Junior leans over, touches the ground beneath his butt, his face in his thighs.
“I didn’t do that.”
“Then why it’s all wet over here?”
We have been sitting in the living room, terrified and bored. I’m trying to read by the oil lamp, but the sound of the words are not coming together over the sound of the wind and the rain relentlessly bearing down on the house; they are fragments. Jason has remarried, and Medea is wailing. An exile, oh God, oh God, alone. And then: By death, oh, by death, shall the conflict be decided. Life’s little day ended. I shut the book, don’t even mark my place, and sit on it. I am cold. Skeetah and China look like they’ve fallen asleep, his hand on her flank and her breastbone on his knee, but when Randall says this, their eyes open to slits at the same time. The half deck of UNO cards that Randall had been attempting to teach Junior how to play stick to the floor around Junior’s legs. I shrug out of my covers; the thin stream of air that whispers from under Daddy’s door brushes past me like a boy in a school hallway, insistent and brusque, and Why are my shorts wet? Is it gone? Am I bleeding? Shouldn’t I be cramping? I stand. The floor underneath me is dark.
China rolls to her feet, her teeth out, and Skeetah grabs her by her scruff as she lunges. He holds her still. He stands, looking calmly about the room.
“It’s water. It’s coming in the house,” Skeetah says.
“Ain’t no water coming in the house. Wood just getting a little damp from the rain,” Daddy says.
“It’s coming up through the floor,” says Skeetah.
“Ain’t nowhere for it to come from.” Daddy waves at the room, waves like he’s stopping one of us from giving him something he doesn’t want: his antibiotics, a letter from a teacher, a school fund-raising brochure.
“Look,” Randall says, and he walks over to the window facing the street and bends like an old man, peering out. “Lot of trees on the road.”
“But you don’t see no water,” Daddy says.
“No.”
Skeetah and China walk past Junior, who stands where Randall left him in front of the sofa. Junior is picking up each foot, setting it down; he looks at the bottoms as if he cannot believe that he has feet and that they are wet. He pulls his shorts away from him, but they stick anyway. Skeetah peers out of the window, with China next to him.
“There,” Skeetah says. Randall and I run to the window at Skeetah’s side, but Junior is there first, and we are all over each other, our feet wet, the carpet a soaked sponge where we stand, Daddy looking at the window like it isn’t boarded up, like he can see through it.
There is a lake growing in the yard.

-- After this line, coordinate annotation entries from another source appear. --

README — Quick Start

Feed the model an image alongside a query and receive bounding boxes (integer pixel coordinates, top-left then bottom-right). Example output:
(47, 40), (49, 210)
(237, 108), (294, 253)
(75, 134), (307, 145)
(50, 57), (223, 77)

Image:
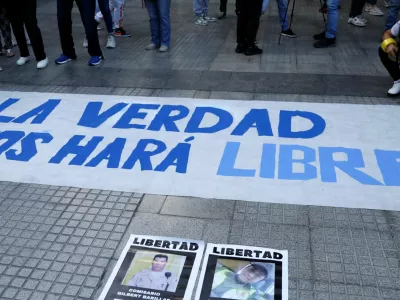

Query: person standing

(83, 0), (116, 49)
(235, 0), (263, 56)
(55, 0), (104, 66)
(145, 0), (171, 52)
(314, 0), (339, 48)
(0, 2), (15, 57)
(5, 0), (49, 69)
(110, 0), (131, 37)
(193, 0), (217, 26)
(218, 0), (228, 20)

It moves under the broken trees like a creeping animal, a wide-nosed snake. Its head disappears under the house where we stand, its tail wider and wider, like it has eaten something greater than itself, and that great tail stretches out behind it into the woods, toward the Pit. China barks. The wind ripples the water and it is coming for us.

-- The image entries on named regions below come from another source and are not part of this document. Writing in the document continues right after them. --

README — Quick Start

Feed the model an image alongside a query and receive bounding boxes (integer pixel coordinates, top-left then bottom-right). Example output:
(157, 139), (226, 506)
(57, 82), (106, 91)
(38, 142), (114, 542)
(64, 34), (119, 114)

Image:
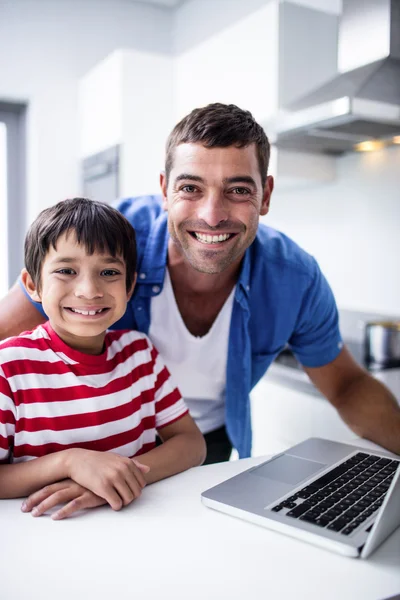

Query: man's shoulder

(254, 223), (316, 276)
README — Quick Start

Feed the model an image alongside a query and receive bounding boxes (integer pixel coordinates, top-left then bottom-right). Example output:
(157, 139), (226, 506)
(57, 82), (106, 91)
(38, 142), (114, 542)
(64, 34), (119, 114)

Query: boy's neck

(50, 322), (106, 356)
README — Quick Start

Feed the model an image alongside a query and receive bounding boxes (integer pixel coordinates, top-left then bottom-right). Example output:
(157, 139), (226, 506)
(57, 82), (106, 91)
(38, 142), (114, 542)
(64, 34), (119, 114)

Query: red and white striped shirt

(0, 323), (188, 462)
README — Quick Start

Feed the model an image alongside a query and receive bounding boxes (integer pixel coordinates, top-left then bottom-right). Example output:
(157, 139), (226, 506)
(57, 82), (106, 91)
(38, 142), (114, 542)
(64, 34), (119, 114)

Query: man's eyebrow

(223, 175), (257, 187)
(175, 173), (204, 183)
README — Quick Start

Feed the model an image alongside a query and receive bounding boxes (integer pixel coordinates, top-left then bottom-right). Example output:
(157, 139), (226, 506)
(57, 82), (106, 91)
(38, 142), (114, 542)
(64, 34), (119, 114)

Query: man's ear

There is water over my toes.
“The Pit,” Randall sighs.
Daddy gets up then, walks slowly over to the window, each bone bent the wrong way in each joint. Randall moves so Daddy can see out of the crack.
“No,” Daddy says.
I shift, and the water licks my ankles. It is cold, cold as a first summer swim. China barks, and when she jumps down from the window and bounces, there is a splash.
“Daddy?” Randall says. He puts his arm over Junior, who, cringing with his eyes wide, hugs Randall’s leg. But for once, Randall’s arm doesn’t look like metal, like ribbon, like stone; it bends at the elbow, soft, without muscle, and looks nothing but human.
“Daddy!” Junior squeals, but he buries his face in Randall’s hip, and Randall’s hip eats the end of the word. Junior rises an inch or so; he must be on his toes. The water is up to the middle of my calf.